11 Savaşın tarihindeki ve kadınların çağdaş kayıt dışı savaşların stratejik hedefleri olarak ortaya çıkışındaki bu kesintiye dair tezim için, bakınız, “Las nuevas formas de la guerra y el cuerpo de las mujeres,” La guerra, içinde, 57-90. Bu tezi Guatemala Mahkemesinde Maya Queqchi kadınlarının 80’lerin otoriter döneminde seks ve ev içi köleliğe tabi kılınmasıyla ilgili olarak görülen Sepur Zarco davasındaki uzman tanık raporumda kullandım.
** ABD-Meksika sınırında bulunan serbest üretim bölgesindeki Ciudad Juárez şehri, 1990’lardan itibaren artan kadın cinayetleri, kaybolan kadınlar ve sistematik erkek şiddetiyle gündeme gelmiştir. Ciudad Juárez’deki kadın cinayetlerine karşı mücadele, 2015 yılından itibaren Arjantin’de başlayarak tüm Latin Amerika’ya yayılan feminist Ni Una Menos hareketinin tetikleyicilerinden biri olmuş, hareket ilk kez Ciudad Juárez’deki kadın mücadelesinin şairi ve kendisini de aynı şehirde öldürülen Susana Chávez’in şiirinde dile getirdiği “Ni una mujer menos, ni una muerta más”, “Bir kadın daha eksilmesin, bir cinayet daha işlenmesin” sözlerini kendi adına dönüştürmüştür.
12 İngilizceye çevirenin notu: Amefricanidade hakkında, bakınız González, “A categoria.”

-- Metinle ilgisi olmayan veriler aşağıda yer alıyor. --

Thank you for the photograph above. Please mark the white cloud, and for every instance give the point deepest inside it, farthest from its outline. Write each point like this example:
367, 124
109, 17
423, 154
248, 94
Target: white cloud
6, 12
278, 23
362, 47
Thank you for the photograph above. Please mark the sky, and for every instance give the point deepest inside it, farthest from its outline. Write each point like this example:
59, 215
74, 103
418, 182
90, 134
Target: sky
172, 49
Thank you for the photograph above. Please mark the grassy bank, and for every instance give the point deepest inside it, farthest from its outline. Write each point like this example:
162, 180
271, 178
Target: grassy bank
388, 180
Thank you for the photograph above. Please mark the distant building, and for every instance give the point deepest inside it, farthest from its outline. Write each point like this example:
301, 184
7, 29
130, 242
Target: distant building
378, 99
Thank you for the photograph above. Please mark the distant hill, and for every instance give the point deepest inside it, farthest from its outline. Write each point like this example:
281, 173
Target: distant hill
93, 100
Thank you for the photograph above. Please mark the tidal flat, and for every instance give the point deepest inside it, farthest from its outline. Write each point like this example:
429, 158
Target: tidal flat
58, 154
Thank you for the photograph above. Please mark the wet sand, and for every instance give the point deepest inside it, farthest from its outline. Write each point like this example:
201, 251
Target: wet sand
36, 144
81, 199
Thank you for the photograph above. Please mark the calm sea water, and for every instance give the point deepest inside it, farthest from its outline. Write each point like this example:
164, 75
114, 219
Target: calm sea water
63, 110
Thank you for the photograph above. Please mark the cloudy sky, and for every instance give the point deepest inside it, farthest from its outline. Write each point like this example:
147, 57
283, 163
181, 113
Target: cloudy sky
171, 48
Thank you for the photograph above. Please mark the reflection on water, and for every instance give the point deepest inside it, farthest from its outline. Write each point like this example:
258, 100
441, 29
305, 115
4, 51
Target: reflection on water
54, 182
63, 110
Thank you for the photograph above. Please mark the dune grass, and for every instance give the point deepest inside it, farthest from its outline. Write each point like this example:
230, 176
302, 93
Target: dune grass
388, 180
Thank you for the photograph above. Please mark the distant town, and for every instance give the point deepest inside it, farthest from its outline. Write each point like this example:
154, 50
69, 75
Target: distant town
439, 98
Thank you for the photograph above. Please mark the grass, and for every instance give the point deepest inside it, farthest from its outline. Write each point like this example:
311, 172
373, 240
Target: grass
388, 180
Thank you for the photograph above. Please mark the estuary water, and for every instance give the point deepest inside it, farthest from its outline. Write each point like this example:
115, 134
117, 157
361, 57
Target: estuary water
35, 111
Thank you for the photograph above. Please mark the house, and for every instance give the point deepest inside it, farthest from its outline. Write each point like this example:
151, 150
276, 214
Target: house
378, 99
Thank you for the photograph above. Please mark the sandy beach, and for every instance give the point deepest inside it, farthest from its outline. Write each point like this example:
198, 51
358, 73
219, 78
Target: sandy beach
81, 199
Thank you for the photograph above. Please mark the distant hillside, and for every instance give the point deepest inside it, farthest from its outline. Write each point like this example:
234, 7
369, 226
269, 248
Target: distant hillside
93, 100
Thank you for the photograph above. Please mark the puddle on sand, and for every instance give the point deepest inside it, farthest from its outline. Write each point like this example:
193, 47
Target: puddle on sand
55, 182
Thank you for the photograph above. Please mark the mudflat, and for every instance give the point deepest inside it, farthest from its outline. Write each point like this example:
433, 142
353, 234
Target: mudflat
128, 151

13 İngilizceye çevirenin notu: Bakınız örneğin, Reguillo, “Jovenes en la encrucijada,” 140 ve Reguillo ve diğerleri tarafından yazılan, Valenzuela, der., Juvenicidio isimli eser.
*** Candomblé: Brezilya’da ortaya çıkan ve Afrika kökenli bir dini inanç sistemi. 16. yüzyılda köle ticaretiyle Brezilya’ya getirilen Afrika kökenli halklar, yerel kültürle karışarak bu dini geliştirmiştir. Doğa güçleri ve farklı doğa güçleriyle ilişkili tanrılarla iletişim kurmak için yapılan davullu, danslı, trans ritüelleri önemli bir yere sahiptir.
**** Kargo kültü: Melanezya bölgesindeki yerli halklar arasında, 19. ve 20. yüzyıllarda Batılı sömürgeciler ve askerler tarafından bölgeye getirilen malların (kargo) etkisiyle ortaya çıkan bir tür dini inanç sistemi. Yerli halkların, Batılıların getirdiği teknoloji, malzeme ve ürünlerin mistik bir kaynağı olduğuna inanarak bu malları elde etmek için ritüel uygulamalar geliştirmeleriyle ilişkilidir, kültün temelinde Batılıların gemi ve uçaklarla getirdikleri malların ilahi güçler tarafından gönderildiği inancı ve bu tür malların gelmesini teşvik etmek amacıyla Batılıların davranışlarını taklit eden örneğin, sahte havaalanları veya radyo kuleleri inşa etmek gibi ritüeller yatar.
14 Burada Hannah Arendt’in Totalitarizmin Kaynakları’nda yalnızlıkla izolasyon arasında yaptığı ayrımı hatırlıyorum.